- January 2017
In late December, the National Sheep Industry Improvement Center Board of Directors announced that they have reviewed proposals submitted for projects designed to improve the United States sheep industry and approved 13 grant requests.
Applications were accepted through Sept. 15, 2016. There were a total of 22 proposals submitted for nearly $2 million in funding.
The center was established as part of the 2008 Farm Bill. The Center budgeted approximately $300,000 for grants that will support projects designed to strengthen and enhance the production and marketing of sheep products in the United States through infrastructure development, business development, production, resource development and market and environmental research.

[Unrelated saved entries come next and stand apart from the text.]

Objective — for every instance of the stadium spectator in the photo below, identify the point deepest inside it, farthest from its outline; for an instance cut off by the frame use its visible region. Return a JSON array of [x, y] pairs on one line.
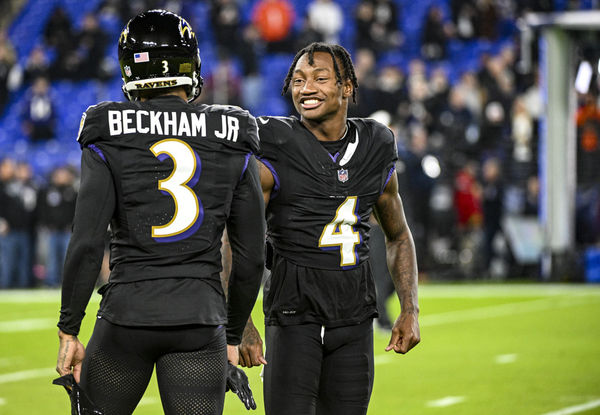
[[420, 187], [56, 208], [467, 197], [377, 25], [17, 208], [366, 95], [91, 45], [223, 85], [226, 24], [39, 112], [7, 172], [464, 16], [487, 19], [37, 65], [9, 69], [436, 33], [274, 20], [389, 90], [326, 18], [492, 195]]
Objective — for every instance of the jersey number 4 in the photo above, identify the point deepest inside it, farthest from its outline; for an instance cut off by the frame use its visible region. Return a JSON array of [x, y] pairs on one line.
[[340, 232], [189, 212]]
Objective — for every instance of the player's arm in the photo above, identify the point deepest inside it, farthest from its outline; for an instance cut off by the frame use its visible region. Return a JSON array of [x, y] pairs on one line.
[[94, 209], [402, 262], [245, 231], [251, 348]]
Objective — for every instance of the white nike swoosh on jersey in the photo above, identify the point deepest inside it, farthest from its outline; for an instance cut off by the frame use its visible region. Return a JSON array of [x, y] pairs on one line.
[[349, 151]]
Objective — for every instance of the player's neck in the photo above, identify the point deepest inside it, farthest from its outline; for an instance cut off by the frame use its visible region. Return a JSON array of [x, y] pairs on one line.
[[328, 130]]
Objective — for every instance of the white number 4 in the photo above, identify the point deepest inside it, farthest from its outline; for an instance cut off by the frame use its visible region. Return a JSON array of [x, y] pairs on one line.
[[340, 232]]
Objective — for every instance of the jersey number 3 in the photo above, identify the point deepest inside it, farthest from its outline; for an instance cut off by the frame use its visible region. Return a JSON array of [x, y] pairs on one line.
[[340, 232], [189, 212]]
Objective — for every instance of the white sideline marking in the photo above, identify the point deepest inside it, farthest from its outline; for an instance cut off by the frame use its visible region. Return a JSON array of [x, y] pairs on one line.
[[447, 401], [148, 400], [30, 324], [503, 359], [26, 374], [483, 313], [576, 408]]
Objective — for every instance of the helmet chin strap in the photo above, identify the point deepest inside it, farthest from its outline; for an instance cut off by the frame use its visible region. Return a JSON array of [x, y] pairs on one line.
[[153, 84]]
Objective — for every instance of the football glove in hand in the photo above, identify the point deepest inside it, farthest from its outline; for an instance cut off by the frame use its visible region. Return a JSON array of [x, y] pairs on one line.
[[80, 403], [237, 382]]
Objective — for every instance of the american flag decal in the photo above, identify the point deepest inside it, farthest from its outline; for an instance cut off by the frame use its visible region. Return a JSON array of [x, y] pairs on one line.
[[141, 57]]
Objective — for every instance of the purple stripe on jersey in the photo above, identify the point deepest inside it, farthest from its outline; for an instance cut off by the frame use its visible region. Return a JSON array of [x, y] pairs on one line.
[[190, 184], [97, 151], [245, 165], [392, 170], [277, 185]]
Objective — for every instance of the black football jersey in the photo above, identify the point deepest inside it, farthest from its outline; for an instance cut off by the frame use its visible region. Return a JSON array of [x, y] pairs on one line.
[[175, 167], [319, 208]]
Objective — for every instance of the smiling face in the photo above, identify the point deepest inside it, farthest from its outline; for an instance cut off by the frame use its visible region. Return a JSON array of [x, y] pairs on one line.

Recent grant recipients include:
• Hudson Valley Agricultural Development Corporation (N.Y.) – Local Lamb Lessons
• Montana State University – Wool Research and Education
• Montana State University – Sire Breed, Harvest Age and Diet Effects on the Flavor Profile and Consumer Acceptance of American Lamb
• National Sheep Improvement Program – Salary Match to Promote Education
• Mountain Meadow Wool (Wyo.) – Wool Education and Display
• Bartlett Yarns (Maine) – Small Scouring Train
• North Dakota State University – Carcass Ultrasound Training
• Glycoscience (S.D.) – Comparison of Meat Composition of Lambs Affected with GM1 Gangliosidosis to Retail Lamb
• Utah State University – Increased Access and Understanding of Non-Lethal Tools to Reduce Depredation to Sheep and Goats
• North Dakota State University – American Lamb Flavor and Direct Marketing of Lamb Originating from Rams
• Purdue University – Establish Hair Sheep Flock
• National Lamb Feeders Association – Howard Wyman Sheep Industry Leadership School
• Boone County Southwest Conservation District – Missouri Sheep and Goat Conference
Financial assistance provided by the center must accomplish one or more of the following objectives:
• Strengthen and improve long-term sustainability of the lamb and wool industry’s infrastructure by increasing the numbers in production.
• Provide integration of performance/production data from sources that can help enhance the National Sheep Improvement Program.

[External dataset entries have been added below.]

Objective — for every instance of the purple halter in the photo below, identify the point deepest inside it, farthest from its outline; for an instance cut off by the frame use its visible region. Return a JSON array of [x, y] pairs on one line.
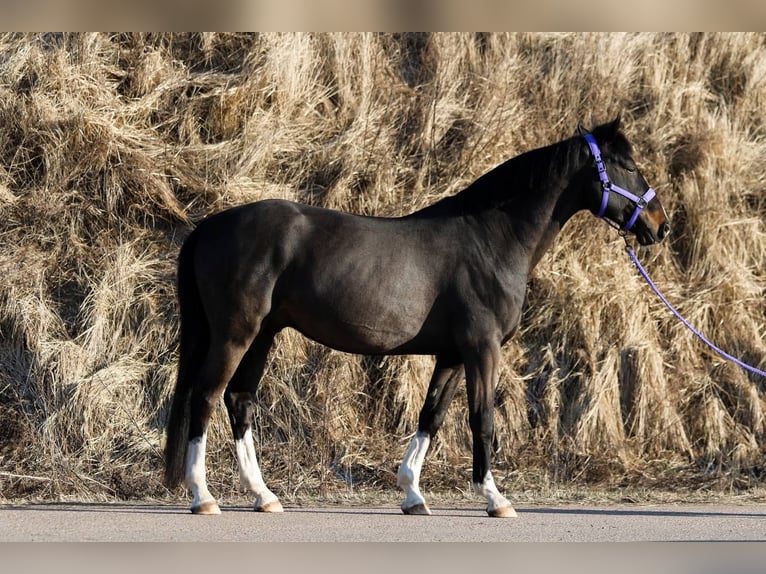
[[641, 202]]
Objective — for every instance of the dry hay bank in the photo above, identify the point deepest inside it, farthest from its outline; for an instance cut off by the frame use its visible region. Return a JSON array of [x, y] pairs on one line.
[[111, 146]]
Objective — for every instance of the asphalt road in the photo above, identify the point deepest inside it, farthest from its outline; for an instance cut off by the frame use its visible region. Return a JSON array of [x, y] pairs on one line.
[[156, 523]]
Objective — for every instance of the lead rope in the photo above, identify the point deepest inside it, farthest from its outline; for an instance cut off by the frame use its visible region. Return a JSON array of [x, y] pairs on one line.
[[697, 333]]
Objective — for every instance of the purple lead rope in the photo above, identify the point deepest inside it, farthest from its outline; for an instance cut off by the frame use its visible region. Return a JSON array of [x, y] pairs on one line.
[[699, 335]]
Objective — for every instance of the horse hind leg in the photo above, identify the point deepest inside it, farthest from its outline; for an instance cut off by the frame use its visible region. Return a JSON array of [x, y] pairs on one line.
[[441, 391], [216, 371], [481, 378], [239, 399]]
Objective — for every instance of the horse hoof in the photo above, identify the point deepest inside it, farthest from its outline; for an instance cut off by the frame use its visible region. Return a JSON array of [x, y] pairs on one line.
[[273, 506], [502, 512], [206, 508], [417, 510]]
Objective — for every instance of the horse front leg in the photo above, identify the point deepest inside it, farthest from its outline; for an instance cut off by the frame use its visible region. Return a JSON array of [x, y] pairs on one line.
[[441, 391], [481, 379]]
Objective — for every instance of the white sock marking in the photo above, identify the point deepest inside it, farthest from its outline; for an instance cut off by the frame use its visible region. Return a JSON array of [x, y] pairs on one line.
[[489, 491], [408, 476], [249, 471], [195, 471]]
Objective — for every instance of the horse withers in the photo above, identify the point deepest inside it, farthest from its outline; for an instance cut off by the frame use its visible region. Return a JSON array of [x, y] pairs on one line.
[[448, 281]]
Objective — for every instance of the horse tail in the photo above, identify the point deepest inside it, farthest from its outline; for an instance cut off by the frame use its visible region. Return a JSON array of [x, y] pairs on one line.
[[193, 344]]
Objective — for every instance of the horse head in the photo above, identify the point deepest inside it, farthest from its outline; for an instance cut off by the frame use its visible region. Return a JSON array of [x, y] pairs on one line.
[[618, 191]]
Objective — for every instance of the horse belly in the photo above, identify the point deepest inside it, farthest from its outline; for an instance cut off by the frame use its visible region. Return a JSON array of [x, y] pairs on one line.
[[378, 314], [364, 327]]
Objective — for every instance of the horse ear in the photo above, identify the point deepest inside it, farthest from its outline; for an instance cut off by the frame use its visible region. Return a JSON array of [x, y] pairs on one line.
[[616, 123]]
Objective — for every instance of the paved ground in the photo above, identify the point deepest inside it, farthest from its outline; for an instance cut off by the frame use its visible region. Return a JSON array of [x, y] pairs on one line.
[[155, 523]]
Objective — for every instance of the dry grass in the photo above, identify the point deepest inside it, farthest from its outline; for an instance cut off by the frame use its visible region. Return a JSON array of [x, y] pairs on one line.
[[112, 145]]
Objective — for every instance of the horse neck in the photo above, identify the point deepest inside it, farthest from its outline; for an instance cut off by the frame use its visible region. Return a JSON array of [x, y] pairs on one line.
[[544, 194]]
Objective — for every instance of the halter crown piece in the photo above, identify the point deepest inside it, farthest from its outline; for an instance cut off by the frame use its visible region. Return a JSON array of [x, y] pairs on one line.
[[608, 186]]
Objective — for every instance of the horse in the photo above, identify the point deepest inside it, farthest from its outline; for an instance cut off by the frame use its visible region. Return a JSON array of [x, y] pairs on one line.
[[448, 280]]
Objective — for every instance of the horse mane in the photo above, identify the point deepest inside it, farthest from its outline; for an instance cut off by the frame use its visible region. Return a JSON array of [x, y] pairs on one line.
[[514, 180]]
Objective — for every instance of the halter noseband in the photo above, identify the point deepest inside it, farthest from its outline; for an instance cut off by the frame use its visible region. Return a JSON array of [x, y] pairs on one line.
[[607, 186]]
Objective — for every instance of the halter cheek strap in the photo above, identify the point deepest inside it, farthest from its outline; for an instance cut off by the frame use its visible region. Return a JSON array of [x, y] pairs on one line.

• Provide leadership training and education to producers and packers within the sheep industry.
• Enhance sheep production by improving infrastructure of the U.S. sheep industry through assistance to all segments of the industry to address sustainable production and marketing of sheep milk, meat, fiber and related services.
• Promote lamb marketing through an organized method that can measure tangible results.

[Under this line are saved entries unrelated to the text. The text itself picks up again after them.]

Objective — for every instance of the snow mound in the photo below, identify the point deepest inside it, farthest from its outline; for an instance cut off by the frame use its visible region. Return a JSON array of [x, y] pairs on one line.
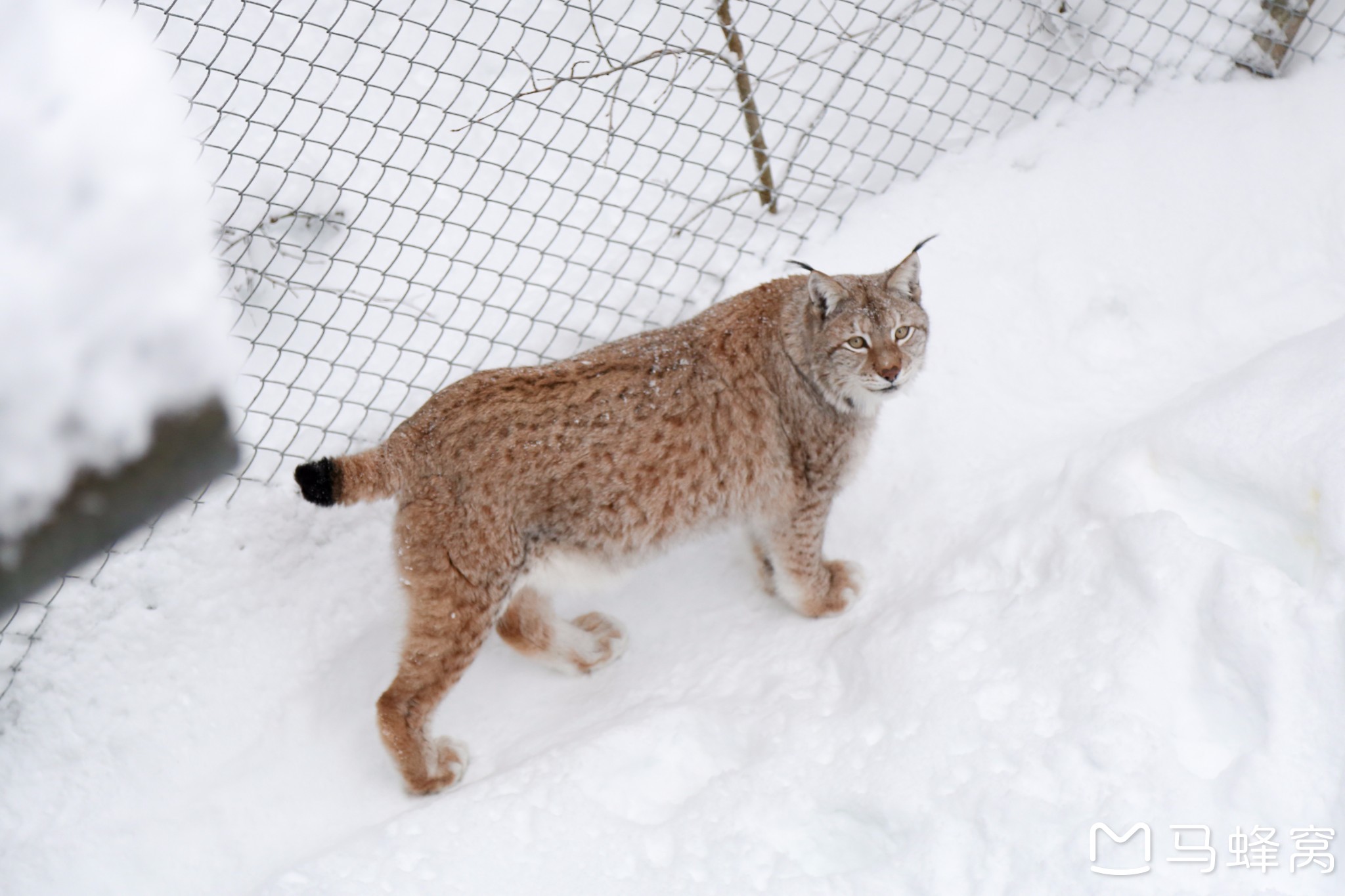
[[109, 310], [1103, 538]]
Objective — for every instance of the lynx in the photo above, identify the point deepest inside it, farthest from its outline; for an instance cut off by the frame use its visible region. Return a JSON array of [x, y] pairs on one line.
[[749, 413]]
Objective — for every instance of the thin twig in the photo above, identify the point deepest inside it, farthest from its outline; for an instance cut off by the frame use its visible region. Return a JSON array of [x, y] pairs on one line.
[[749, 110]]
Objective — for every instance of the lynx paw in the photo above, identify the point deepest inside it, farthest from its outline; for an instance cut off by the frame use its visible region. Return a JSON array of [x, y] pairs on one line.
[[843, 593], [607, 643], [449, 761]]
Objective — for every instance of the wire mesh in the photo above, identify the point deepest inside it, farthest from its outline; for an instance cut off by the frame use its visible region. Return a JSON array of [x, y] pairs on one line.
[[413, 190]]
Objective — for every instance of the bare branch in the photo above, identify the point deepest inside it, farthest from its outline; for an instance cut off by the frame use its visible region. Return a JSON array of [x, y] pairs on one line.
[[749, 110]]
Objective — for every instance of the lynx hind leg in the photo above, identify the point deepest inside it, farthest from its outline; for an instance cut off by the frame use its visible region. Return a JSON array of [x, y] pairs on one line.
[[449, 620], [766, 566], [581, 645]]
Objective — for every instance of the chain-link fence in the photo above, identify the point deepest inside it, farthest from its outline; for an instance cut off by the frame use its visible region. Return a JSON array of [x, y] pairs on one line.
[[412, 190]]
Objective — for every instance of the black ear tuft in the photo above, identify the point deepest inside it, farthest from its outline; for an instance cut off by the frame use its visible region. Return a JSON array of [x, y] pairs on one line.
[[825, 292], [318, 481]]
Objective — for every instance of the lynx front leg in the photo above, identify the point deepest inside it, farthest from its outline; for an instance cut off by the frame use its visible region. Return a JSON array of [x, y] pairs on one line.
[[581, 645], [810, 585]]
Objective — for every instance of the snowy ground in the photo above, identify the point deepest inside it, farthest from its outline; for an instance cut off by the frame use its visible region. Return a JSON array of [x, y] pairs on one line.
[[109, 308], [1105, 547]]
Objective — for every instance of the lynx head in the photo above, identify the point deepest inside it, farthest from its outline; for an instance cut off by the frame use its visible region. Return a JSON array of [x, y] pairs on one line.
[[860, 337]]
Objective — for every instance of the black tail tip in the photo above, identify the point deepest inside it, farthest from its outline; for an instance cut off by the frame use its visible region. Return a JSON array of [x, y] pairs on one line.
[[318, 481]]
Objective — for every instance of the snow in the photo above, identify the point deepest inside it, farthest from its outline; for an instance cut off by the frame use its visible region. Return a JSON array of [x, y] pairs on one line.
[[1103, 539], [108, 291]]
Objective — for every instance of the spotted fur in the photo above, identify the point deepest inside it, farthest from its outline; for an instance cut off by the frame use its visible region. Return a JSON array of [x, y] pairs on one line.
[[751, 413]]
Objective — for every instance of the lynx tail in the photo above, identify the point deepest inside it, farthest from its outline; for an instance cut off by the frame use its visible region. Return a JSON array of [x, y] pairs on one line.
[[346, 480]]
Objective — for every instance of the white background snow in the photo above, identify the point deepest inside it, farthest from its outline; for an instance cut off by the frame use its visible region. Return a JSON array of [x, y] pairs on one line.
[[1103, 539], [109, 309]]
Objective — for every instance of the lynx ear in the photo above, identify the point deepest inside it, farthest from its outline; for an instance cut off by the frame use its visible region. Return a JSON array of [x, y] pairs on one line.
[[904, 280], [825, 292]]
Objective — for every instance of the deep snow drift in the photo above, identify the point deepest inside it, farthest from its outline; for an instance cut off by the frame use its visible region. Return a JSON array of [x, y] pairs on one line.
[[1103, 539], [109, 309]]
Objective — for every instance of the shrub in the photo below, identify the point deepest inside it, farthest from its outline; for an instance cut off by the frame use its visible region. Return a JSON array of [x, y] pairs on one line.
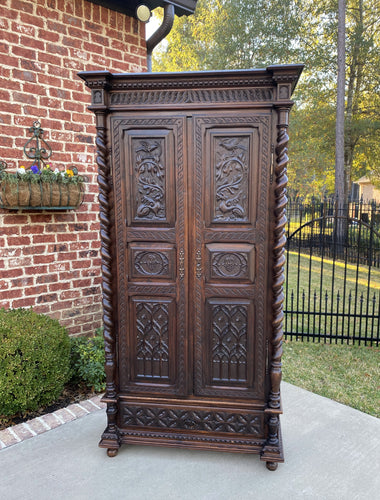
[[34, 360], [87, 361]]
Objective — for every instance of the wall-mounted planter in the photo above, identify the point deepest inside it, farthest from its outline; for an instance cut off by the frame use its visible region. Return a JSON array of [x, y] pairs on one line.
[[39, 187], [40, 196]]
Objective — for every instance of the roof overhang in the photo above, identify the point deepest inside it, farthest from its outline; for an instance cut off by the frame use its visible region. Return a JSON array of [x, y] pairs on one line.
[[182, 7]]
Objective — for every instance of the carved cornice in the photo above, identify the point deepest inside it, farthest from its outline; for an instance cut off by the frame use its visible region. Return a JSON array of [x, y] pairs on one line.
[[178, 96]]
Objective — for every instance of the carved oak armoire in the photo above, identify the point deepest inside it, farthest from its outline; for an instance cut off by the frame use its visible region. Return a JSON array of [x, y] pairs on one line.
[[192, 177]]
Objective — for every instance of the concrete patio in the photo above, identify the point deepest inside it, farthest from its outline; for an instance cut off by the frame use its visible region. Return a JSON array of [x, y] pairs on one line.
[[331, 452]]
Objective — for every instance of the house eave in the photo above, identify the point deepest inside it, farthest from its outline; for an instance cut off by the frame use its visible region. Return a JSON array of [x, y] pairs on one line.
[[128, 7]]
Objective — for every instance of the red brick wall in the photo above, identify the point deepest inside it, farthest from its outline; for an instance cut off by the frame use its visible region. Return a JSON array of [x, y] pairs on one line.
[[50, 260]]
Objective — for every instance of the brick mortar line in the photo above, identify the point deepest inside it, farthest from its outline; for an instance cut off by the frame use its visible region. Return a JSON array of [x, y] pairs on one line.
[[39, 425]]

• Enhance the sheep industry by coordinating information exchange and seeking mutual understanding and marketing within the international industry community.
The nine-member Board is comprised of seven voting and two non-voting members. Voting members include four domestic producers of sheep or goats; two members with expertise in finance and management; one member with expertise in lamb, wool, goat or goat product marketing. Non-voting members include the Under Secretary for Marketing and Regulatory Programs and the Under Secretary for Research, Education, and Economics, U.S. Department of Agriculture. The board reviews each proposal, recommends funding, and submits to USDA’s Agricultural Marketing Service for approval.